First see this recipe for roast turkey. Another way to make turkey gravy, of course, is to call my mother-in-law on the phone and ask how she does it. If you don’t have her number, this recipe by Martha Stewart sounds pretty good:
Roasting pan with turkey drippings, neck, and giblets
1 cup dry white wine, such as Sauvignon Blanc
1/2 cup all-purpose flour
2, 14.5 oz cans reduce-sodium chicken broth
1/4 cup bourbon
1/4 cup heavy cream
coarse s & p
1. Discard neck; coarsely chop giblets and return to roasting pan. Place pan on stove across two burners (if using a disposable roasting pan, scrape contents into a medium saucepan). Bring drippings to a boil over med-high; cook, scraping up browned bits, until liquid is brown and syrupy, 8 to 10 minutes (if bottom of pan is about to scorch, lower heat).

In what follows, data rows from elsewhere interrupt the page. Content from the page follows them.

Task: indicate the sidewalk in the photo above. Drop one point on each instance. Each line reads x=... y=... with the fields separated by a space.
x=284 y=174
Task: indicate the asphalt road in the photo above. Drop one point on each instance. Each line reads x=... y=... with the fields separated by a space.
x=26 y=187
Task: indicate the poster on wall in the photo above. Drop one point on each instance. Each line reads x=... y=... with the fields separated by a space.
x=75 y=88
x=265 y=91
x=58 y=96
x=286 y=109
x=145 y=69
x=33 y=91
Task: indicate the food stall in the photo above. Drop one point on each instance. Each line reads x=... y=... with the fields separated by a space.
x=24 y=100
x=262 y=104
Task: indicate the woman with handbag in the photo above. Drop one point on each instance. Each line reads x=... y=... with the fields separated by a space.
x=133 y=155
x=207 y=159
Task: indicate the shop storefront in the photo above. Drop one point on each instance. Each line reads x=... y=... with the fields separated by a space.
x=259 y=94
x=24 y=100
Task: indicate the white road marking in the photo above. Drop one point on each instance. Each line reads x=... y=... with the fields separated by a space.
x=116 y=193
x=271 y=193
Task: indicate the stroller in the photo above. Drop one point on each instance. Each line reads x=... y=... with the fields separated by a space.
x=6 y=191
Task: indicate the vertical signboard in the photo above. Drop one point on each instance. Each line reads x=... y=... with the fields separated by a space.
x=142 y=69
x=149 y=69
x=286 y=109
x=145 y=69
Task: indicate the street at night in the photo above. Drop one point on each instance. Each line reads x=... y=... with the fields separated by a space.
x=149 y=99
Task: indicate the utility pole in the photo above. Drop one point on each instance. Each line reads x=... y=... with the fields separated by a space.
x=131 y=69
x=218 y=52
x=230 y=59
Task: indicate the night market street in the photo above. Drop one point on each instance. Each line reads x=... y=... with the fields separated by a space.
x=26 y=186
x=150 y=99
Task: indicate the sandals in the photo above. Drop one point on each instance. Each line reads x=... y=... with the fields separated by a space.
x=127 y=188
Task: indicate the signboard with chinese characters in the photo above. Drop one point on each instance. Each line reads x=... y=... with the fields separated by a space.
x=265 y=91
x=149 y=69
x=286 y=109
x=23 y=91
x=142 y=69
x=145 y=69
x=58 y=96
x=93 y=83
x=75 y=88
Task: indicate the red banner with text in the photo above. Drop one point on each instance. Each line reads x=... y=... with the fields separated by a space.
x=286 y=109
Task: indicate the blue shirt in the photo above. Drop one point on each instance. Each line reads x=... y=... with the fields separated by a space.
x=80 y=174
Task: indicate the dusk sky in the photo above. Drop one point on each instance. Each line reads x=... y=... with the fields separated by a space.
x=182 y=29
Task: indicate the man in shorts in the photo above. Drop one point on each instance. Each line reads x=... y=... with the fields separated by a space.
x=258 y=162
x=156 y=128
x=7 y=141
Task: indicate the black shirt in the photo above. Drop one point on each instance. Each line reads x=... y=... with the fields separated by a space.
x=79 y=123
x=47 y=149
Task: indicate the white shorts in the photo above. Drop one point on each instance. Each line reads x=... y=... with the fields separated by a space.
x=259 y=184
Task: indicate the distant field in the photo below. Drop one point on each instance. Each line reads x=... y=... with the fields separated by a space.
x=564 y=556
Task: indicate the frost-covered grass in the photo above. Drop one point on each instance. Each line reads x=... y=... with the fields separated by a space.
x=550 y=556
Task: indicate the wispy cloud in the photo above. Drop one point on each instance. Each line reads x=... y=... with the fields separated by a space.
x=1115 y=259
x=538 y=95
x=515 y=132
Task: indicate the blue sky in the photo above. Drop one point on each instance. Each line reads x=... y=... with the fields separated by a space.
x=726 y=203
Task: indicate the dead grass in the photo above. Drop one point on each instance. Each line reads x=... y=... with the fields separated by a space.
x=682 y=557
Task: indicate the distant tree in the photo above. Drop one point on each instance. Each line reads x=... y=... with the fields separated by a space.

2. Add wine, and cook, stirring constantly, until very syrupy, 8-10 minutes. Add flour, and cook, stirring, until incorporated, about 1 minute. Gradually add broth, then 2 cups water. Bring to a simmer; cook, stirring occasionally, until gravy reaches desired thickness, about 5 minutes.
3. Stir in bourbon; cook 2 minutes. Remove pan from heat; stir in cream. (If gravy is too thick, as water as necessary.) Pour gravy through a fine mesh sieve into a medium saucepan; discard solids. Season with s & p, and keep warm whisk before serving.